Learning rate schedules used in practice bear little resemblance to those recommended by theory. We close much of this theory/practice gap, and as a consequence are able to derive new problem-adaptive learning rate schedules. Our main technical contribution is a refined analysis of learning rate schedules for a wide class of optimization algorithms (including SGD). When considering only worst-case analysis, our theory predicts that the optimal choice is the linear decay schedule where the step-size is set proportional to 1 - t/T, where t is the current iteration and T is the total number of steps. To go beyond this worst-case analysis, we use the observed gradient norms to derive schedules refined for any particular task.
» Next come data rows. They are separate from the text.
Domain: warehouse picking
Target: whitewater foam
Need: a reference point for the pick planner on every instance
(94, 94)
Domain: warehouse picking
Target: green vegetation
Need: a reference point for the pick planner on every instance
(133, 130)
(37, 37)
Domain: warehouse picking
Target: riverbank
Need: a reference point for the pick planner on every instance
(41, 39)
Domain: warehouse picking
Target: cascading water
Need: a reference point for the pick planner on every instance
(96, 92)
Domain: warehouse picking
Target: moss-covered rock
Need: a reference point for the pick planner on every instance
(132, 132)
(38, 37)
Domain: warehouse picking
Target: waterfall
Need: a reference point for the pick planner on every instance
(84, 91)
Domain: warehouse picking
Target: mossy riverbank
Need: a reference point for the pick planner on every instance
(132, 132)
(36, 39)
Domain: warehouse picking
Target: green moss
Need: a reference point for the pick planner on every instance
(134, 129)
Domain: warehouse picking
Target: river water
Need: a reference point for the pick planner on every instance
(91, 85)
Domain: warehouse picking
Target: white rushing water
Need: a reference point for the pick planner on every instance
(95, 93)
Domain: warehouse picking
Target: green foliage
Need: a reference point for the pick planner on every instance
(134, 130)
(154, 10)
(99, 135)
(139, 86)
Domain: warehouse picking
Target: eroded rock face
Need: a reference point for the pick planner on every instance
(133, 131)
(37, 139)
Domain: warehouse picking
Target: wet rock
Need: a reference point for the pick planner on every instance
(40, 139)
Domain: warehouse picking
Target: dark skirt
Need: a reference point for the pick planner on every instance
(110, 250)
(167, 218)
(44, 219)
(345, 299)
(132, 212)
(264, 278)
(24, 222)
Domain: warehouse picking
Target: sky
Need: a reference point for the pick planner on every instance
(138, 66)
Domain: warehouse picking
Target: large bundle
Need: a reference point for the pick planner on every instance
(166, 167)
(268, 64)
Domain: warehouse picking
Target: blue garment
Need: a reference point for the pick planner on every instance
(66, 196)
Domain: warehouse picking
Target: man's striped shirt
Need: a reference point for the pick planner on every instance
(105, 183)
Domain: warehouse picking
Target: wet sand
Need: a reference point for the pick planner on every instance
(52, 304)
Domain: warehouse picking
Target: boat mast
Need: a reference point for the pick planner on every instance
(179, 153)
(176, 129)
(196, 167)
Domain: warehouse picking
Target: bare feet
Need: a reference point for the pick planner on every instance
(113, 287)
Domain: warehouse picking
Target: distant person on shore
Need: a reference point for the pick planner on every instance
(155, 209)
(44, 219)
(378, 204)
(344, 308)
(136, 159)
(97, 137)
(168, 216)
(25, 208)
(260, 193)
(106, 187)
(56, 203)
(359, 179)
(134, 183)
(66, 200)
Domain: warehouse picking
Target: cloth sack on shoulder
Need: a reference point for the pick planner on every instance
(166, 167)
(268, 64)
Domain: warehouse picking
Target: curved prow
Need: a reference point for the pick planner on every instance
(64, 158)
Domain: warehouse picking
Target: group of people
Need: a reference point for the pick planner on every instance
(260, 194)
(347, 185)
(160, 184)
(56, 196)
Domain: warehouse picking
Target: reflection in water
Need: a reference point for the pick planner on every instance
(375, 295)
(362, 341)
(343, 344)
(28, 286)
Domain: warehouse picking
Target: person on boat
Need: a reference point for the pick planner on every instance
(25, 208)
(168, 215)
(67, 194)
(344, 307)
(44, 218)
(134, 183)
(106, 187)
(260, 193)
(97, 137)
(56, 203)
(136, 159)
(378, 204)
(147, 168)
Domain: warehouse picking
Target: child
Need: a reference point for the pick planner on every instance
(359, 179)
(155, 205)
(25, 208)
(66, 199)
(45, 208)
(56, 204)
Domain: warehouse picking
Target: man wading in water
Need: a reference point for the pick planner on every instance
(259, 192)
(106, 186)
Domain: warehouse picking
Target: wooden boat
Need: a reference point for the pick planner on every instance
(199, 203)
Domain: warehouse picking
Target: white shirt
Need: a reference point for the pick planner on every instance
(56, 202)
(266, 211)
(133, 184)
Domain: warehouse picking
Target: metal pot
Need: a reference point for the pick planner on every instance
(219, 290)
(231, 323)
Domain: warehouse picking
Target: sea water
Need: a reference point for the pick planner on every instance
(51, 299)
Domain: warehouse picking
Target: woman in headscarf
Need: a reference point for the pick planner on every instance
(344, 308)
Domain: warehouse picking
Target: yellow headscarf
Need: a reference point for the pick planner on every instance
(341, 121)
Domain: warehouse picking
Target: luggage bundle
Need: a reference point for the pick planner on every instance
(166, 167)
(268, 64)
These refined schedules exhibit learning rate warm-up and rapid learning rate annealing near the end of training. Ours is the first systematic approach to automatically yield both of these properties. We perform the most comprehensive evaluation of learning rate schedules to date, evaluating across 10 diverse deep learning problems, a series of LLMs, and a suite of logistic regression problems. We validate that overall, the linear-decay schedule outperforms all commonly used default schedules including cosine annealing. Our adaptive schedule refinement method gives further improvements.

翻译：实践中使用的学习率调度方案与理论推荐的方案存在显著差异。本研究弥合了理论与实践之间的鸿沟，并由此推导出新的问题自适应学习率调度方法。我们的主要技术贡献是对广泛优化算法（包括SGD）学习率调度方案的精细化分析。在仅考虑最坏情况分析时，我们的理论预测最优选择是线性衰减调度方案，其步长设置为与1 - t/T成正比，其中t为当前迭代次数，T为总步数。为超越这种最坏情况分析，我们利用观测到的梯度范数为特定任务推导精细化调度方案。这些优化方案展现出训练初期的学习率预热阶段和训练末期的快速学习率衰减特性。本研究首次通过系统化方法自动实现这两种特性。我们进行了迄今为止最全面的学习率调度评估，涵盖10个不同的深度学习问题、一系列LLM以及多组逻辑回归问题。验证结果表明，整体而言线性衰减调度方案优于所有常用默认调度（包括余弦退火调度）。我们提出的自适应调度优化方法可带来进一步性能提升。